TV3 broadcaster and producer Andrea Hayes also suffers from the condition: “To discover it isn’t going – ever – is probably the hardest thing to deal with. We struggle with denial within ourselves, and along with this, we are often judged socially or within our own circle of friends or even with close family,” she details on her blog.
“A simple remark can strike right at your core.”
NUI Maynooth graduate, Sinead Nic Eoin, has had clinical depression intermittently since the age of 11: “With regards to college, it was definitely really hard with the stress of exams and academic work,” she explains.
“I went to the councillor in college every year I was there and the services they and the doctor on campus provided were unbelievably good. It was when college ended and I was out in the ‘real world’ that things took a turn for the worse.”
Sinead feels that the public prices of mental health services are a “disgrace”.
“You almost have to force the therapists and docs to believe that you are unwell,” she says. She adds that the workplace can be an “incredibly unsafe” place to be with such a condition.
On one occasion, she was out of work for a month with severe depression. She repeatedly stated that she had experienced a reoccurring chest infection, which led to a formal hearing.
When she finally explained that she was “overwhelmed”, she was handed a leaflet for VHI’s employee assistance program.
Idiopathic chronic pain
NUI Maynooth graduate Mary* suffers from idiopathic chronic pain, the term for pain that has no apparent underlying cause.

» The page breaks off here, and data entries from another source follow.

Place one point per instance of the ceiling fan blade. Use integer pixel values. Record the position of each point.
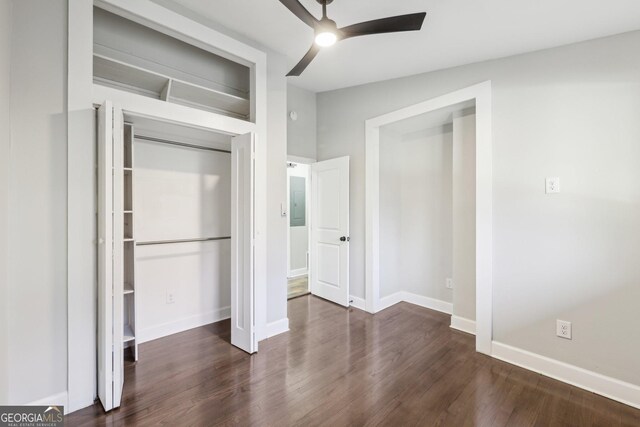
(305, 61)
(299, 10)
(411, 22)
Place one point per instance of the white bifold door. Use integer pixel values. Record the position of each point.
(113, 206)
(329, 243)
(110, 264)
(242, 243)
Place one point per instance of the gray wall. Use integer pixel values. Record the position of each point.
(570, 112)
(301, 133)
(36, 301)
(5, 149)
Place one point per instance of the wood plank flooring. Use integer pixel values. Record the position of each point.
(339, 367)
(297, 286)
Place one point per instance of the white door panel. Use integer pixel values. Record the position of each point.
(242, 249)
(105, 255)
(118, 255)
(329, 246)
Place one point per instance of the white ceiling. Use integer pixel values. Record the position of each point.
(456, 32)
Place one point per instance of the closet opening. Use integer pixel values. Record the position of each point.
(427, 211)
(176, 238)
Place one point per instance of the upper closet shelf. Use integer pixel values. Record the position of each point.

“I’m in pain every single day; sometimes it’s manageable and sometimes I can barely move out of the bed,” she says.
“It’s so disheartening to not know what is wrong and I spent a long time worrying about it but I’ve learned now that it wasn’t helping and was making me feel worse. I’ve seen so many different doctors and had countless tests, MRIs, CAT scans, X-rays, the lot.”
Mary has collapsed in public on so many occasions she has lost count, and is in constant pain daily. Something as insignificant as dancing can leave Mary in chronic pain for days afterwards. She explains that this makes the condition a social nightmare.
“People don’t understand why you have to leave their party; I often hear ‘but you don’t look sick?’” she says.
“I know it’s not their fault and I don’t blame anyone for being mad at me in those situations but it is so hard to explain ‘I know, but I am’.”
*some names have been changed to protect identity.